Like some people I picked up briar pipes first before getting a cob pipe. Since I smoke in an opened garage, some of the briar pipes will smoke too hot because of the wind. With a cob pipe, the wind is no longer a factor. I can enjoy the smoke & just worry about keeping the tobacco lit. If the cob pipe gets too hot, who cares unlike a briar pipe that I don't want to ruin. Finished a bowl of GH Happy Bogie & a bowl of Black twist Sliced in my cob.


----------



## Requiem (Dec 6, 2008)

I want to get 5 corncobs, while visiting the US. 
2 or 3 will be for myself, and the rest to offer, on a effort to recruite some friends to the hobby...

I see some Missouri Meerschaums have a hardwood fitted bottom... are those the best?
However, I am not sure which models have that hardwood bottom. Great Danes, Diplomats are listed as having them... the others I don't know.


----------



## Mr.Lordi (May 20, 2007)

I love cobs, give you one of the best smokes ever. Only thing that sucks is they cost 5 bucks for what you could, essentially, make yourself. 
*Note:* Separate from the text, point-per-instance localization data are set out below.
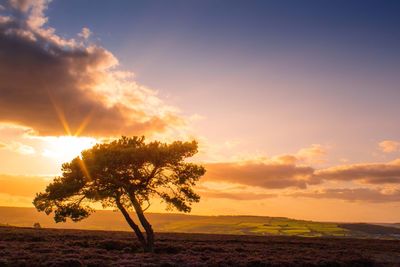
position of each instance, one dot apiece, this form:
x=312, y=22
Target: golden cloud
x=371, y=173
x=353, y=194
x=58, y=86
x=262, y=174
x=389, y=146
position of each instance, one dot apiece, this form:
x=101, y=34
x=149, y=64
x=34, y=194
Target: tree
x=125, y=174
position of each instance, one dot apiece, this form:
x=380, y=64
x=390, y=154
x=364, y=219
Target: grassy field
x=58, y=247
x=180, y=223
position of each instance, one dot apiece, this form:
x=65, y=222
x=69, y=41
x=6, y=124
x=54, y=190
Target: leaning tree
x=125, y=174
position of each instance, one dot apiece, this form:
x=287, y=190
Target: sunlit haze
x=295, y=104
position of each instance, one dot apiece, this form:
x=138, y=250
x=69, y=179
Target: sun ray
x=60, y=114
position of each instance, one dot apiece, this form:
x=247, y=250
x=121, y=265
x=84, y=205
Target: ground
x=55, y=247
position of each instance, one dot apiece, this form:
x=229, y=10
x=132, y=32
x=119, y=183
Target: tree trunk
x=145, y=223
x=133, y=225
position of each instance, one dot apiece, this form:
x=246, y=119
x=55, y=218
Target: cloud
x=389, y=146
x=234, y=195
x=85, y=33
x=18, y=147
x=25, y=186
x=262, y=174
x=59, y=86
x=316, y=153
x=371, y=173
x=353, y=194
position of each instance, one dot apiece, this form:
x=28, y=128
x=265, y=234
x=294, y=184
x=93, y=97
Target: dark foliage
x=124, y=174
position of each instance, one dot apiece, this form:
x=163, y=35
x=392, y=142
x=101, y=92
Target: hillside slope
x=239, y=225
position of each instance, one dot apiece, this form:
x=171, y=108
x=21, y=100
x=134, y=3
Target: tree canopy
x=125, y=174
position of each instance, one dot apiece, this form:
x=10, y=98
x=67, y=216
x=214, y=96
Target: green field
x=236, y=225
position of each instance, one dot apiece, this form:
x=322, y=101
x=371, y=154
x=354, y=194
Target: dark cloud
x=371, y=173
x=266, y=175
x=56, y=86
x=356, y=194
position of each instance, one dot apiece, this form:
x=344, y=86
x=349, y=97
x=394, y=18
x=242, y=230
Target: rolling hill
x=175, y=223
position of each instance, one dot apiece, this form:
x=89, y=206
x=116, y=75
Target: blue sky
x=324, y=67
x=295, y=103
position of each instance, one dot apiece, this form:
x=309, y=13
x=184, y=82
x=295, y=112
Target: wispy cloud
x=18, y=147
x=370, y=173
x=61, y=86
x=265, y=175
x=353, y=194
x=389, y=146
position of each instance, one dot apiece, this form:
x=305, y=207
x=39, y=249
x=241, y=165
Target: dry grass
x=50, y=247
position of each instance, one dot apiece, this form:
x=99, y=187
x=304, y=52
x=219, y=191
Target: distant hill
x=238, y=225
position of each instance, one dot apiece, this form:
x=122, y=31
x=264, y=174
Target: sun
x=65, y=148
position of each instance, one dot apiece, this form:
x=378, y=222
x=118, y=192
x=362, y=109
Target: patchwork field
x=56, y=247
x=181, y=223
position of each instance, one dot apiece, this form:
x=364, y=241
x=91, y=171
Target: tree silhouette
x=124, y=174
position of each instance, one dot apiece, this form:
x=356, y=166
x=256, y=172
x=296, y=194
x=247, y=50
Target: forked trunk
x=145, y=223
x=134, y=226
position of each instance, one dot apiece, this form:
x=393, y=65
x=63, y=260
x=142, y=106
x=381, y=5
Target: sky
x=294, y=103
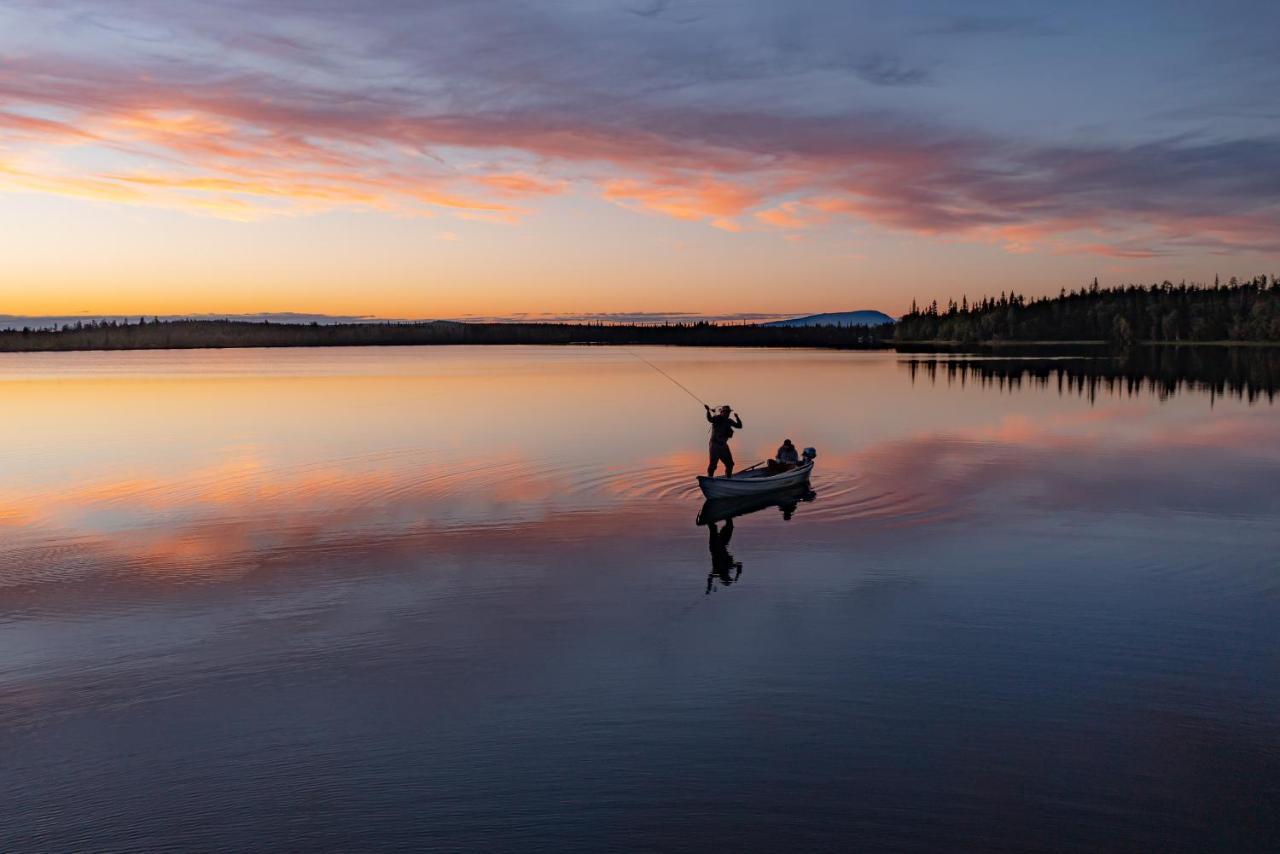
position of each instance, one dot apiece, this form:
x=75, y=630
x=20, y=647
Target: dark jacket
x=722, y=427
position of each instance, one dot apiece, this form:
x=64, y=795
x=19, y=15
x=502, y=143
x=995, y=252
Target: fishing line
x=668, y=377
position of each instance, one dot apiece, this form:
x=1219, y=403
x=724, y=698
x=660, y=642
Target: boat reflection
x=718, y=515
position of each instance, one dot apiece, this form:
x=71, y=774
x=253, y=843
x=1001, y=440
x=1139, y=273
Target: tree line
x=1239, y=310
x=188, y=334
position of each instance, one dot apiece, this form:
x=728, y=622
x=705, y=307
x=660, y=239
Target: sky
x=632, y=158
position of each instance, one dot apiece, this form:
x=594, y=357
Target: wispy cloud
x=481, y=109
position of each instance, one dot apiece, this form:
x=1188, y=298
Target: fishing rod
x=681, y=386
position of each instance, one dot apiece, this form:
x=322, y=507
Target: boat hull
x=754, y=483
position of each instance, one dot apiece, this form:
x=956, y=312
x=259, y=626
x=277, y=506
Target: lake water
x=456, y=598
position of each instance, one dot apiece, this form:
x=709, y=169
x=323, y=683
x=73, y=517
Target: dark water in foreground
x=456, y=599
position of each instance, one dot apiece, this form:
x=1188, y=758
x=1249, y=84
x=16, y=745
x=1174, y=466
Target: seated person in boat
x=786, y=459
x=722, y=430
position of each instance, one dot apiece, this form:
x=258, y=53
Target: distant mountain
x=837, y=319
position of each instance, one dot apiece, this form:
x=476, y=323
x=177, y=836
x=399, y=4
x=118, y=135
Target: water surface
x=456, y=598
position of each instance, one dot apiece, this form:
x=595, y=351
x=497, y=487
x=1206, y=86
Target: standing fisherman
x=722, y=430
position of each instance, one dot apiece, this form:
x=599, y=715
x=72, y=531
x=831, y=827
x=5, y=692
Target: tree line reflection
x=1251, y=374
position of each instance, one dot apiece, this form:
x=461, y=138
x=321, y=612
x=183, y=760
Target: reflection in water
x=718, y=515
x=1244, y=373
x=347, y=587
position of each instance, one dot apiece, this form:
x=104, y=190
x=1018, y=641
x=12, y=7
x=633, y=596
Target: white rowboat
x=754, y=482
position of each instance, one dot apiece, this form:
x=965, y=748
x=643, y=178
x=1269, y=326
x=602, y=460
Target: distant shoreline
x=223, y=334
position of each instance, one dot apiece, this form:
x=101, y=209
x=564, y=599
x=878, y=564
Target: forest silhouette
x=1164, y=313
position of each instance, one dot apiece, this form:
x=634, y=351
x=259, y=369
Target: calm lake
x=457, y=598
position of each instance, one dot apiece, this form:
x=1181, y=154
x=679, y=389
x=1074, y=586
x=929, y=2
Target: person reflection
x=722, y=561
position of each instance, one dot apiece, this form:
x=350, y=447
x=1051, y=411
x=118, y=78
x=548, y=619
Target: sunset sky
x=415, y=159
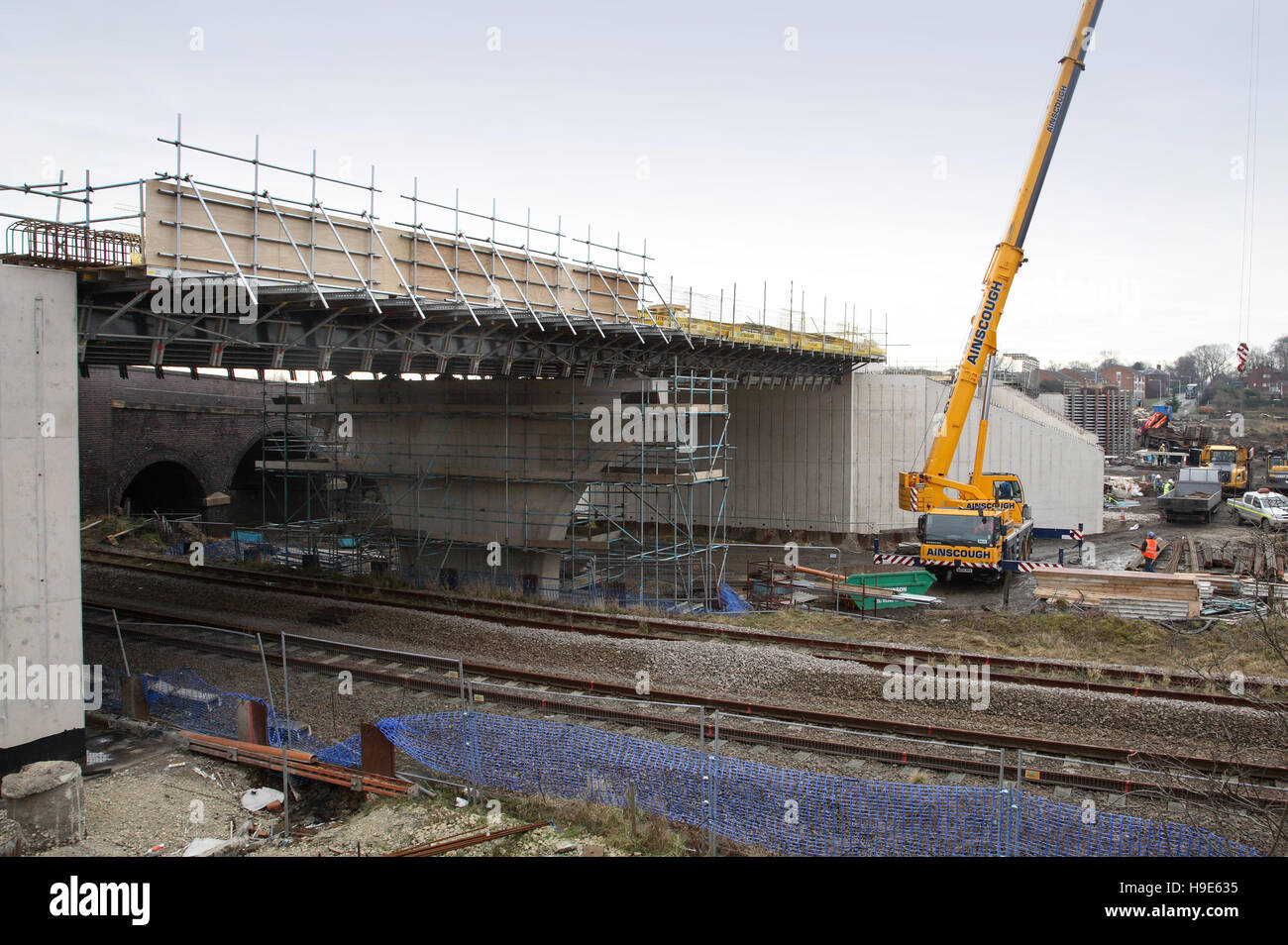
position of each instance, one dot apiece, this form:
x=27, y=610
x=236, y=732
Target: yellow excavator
x=1232, y=461
x=983, y=525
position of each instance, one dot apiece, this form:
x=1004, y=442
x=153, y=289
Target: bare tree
x=1211, y=360
x=1279, y=352
x=1258, y=357
x=1186, y=369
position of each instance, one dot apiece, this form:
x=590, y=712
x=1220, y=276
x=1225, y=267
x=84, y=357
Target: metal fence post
x=713, y=764
x=472, y=790
x=1017, y=799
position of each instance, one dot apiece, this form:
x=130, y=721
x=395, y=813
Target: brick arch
x=132, y=471
x=295, y=428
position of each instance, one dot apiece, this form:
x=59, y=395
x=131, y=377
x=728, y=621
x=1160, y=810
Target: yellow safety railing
x=750, y=332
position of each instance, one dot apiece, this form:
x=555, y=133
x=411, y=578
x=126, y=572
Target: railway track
x=1146, y=773
x=1117, y=680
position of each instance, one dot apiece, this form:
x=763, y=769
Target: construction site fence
x=785, y=811
x=359, y=562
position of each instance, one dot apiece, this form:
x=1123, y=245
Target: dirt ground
x=973, y=617
x=159, y=798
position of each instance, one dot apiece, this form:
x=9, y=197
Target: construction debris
x=1128, y=593
x=465, y=840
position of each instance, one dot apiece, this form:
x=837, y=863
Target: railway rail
x=1127, y=682
x=1146, y=773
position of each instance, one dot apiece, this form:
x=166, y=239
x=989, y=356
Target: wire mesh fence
x=782, y=810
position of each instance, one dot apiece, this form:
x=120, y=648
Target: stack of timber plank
x=1128, y=593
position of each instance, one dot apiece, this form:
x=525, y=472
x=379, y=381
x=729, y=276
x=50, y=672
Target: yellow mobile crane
x=986, y=527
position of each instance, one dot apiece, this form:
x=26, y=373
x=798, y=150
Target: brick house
x=1126, y=380
x=1266, y=380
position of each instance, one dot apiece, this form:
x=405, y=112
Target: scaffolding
x=449, y=310
x=562, y=499
x=1106, y=411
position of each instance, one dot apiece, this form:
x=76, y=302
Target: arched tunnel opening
x=267, y=489
x=168, y=488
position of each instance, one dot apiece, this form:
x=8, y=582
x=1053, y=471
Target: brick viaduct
x=205, y=425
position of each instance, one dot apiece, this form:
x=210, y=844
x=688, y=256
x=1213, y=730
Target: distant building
x=1019, y=370
x=1158, y=385
x=1266, y=380
x=1126, y=380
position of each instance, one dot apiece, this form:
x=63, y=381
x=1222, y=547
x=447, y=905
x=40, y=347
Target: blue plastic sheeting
x=732, y=601
x=782, y=810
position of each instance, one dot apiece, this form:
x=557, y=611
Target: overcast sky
x=876, y=163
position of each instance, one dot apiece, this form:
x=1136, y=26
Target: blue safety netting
x=785, y=810
x=732, y=601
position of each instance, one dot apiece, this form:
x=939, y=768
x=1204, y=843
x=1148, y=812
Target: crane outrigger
x=987, y=524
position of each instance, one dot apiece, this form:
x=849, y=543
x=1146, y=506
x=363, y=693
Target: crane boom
x=1006, y=262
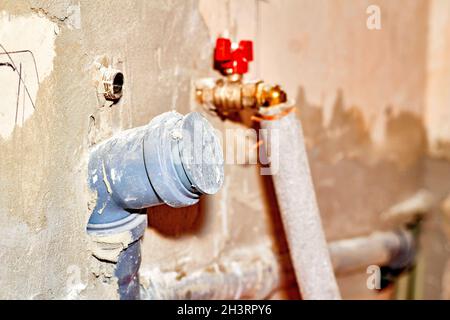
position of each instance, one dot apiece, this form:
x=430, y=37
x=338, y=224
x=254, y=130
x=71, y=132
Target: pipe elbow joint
x=173, y=160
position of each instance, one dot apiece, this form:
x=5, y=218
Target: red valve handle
x=229, y=61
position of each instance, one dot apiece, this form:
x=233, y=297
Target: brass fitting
x=232, y=95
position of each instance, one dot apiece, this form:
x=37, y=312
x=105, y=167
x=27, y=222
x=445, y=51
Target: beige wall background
x=372, y=102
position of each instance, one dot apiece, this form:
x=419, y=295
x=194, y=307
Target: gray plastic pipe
x=296, y=198
x=173, y=160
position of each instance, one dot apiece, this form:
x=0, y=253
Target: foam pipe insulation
x=173, y=160
x=296, y=198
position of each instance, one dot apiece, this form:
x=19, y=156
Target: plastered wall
x=360, y=93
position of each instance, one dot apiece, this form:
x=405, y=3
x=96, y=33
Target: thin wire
x=20, y=76
x=18, y=93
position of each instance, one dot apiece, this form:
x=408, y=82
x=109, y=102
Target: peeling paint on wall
x=34, y=38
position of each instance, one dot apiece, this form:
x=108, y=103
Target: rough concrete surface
x=366, y=100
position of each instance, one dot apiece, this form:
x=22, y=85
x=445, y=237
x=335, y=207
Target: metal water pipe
x=173, y=160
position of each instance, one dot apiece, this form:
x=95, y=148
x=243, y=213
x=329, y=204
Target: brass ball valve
x=231, y=94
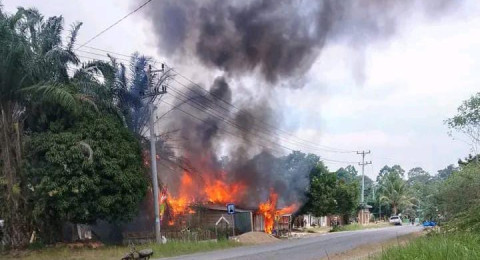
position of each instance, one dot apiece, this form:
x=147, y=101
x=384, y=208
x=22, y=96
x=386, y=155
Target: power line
x=272, y=130
x=256, y=121
x=224, y=118
x=326, y=148
x=235, y=135
x=115, y=23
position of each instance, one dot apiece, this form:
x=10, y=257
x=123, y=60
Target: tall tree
x=394, y=191
x=321, y=193
x=467, y=121
x=445, y=173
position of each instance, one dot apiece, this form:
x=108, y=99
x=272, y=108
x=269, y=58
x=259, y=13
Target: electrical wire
x=115, y=23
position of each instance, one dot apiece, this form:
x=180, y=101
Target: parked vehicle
x=395, y=220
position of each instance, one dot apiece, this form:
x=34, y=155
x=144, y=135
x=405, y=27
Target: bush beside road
x=437, y=246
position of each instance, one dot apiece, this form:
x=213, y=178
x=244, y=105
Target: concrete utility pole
x=153, y=151
x=363, y=163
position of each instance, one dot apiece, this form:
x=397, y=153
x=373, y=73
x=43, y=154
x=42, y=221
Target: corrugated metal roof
x=221, y=208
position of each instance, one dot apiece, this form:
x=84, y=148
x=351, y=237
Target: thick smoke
x=278, y=39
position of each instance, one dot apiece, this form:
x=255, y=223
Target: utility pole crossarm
x=363, y=163
x=153, y=92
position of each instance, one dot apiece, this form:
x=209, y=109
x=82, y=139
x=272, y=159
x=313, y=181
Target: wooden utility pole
x=153, y=92
x=363, y=163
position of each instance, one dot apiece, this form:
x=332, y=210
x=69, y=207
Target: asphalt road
x=314, y=247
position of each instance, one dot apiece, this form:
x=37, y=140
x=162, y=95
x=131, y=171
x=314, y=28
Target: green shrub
x=437, y=246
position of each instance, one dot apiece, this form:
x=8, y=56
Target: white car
x=395, y=220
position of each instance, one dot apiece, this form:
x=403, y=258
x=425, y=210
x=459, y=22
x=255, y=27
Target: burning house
x=228, y=148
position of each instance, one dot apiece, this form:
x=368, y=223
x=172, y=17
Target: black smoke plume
x=278, y=39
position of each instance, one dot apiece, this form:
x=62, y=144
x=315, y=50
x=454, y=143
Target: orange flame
x=220, y=192
x=270, y=213
x=202, y=190
x=267, y=209
x=287, y=210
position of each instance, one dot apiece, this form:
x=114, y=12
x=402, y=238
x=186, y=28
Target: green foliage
x=322, y=191
x=445, y=173
x=437, y=246
x=347, y=199
x=459, y=194
x=70, y=182
x=328, y=194
x=467, y=120
x=394, y=190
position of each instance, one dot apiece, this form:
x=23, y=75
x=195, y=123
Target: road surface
x=314, y=247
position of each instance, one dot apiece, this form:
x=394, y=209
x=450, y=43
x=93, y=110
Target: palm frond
x=54, y=93
x=73, y=35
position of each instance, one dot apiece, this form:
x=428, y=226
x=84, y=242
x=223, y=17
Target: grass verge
x=437, y=246
x=117, y=252
x=356, y=226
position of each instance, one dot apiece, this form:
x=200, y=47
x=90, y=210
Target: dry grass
x=369, y=250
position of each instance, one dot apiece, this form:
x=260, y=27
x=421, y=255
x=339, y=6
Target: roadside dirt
x=366, y=251
x=256, y=238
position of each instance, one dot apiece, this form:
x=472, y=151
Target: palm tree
x=34, y=76
x=394, y=191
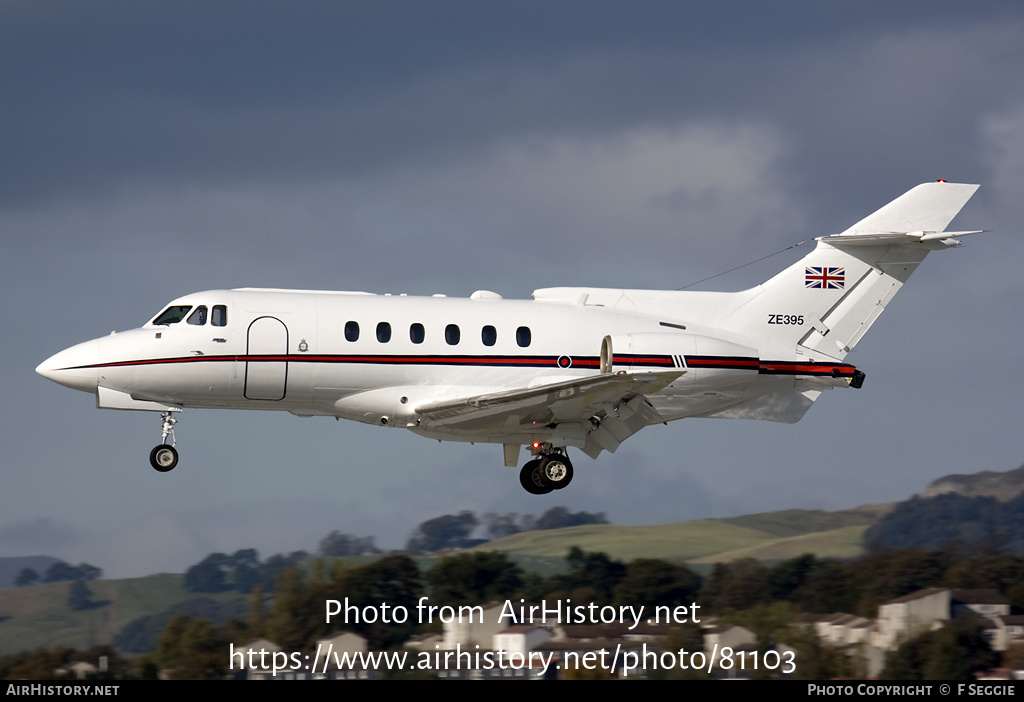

I did find a bunch of dollar cobs once, but they came from China and I didn't want lead poisoning...not that EVERYTHING from there has lead in it, but it did cross my mind. lol

Oh yeah, also, the bowls are too small and it seems right when Im finally getting into the groove, the smoke is done. Not even all the way to the bottom either, it just stops. lol


----------



## DSturg369 (Apr 6, 2008)

I wind myself smoking a MM cob and PA more often than any other combo in my collection. They just seem to "click" together so well I figure "Why fight a good thing?"

As for pic, my avatar and profile pic tell it all.


----------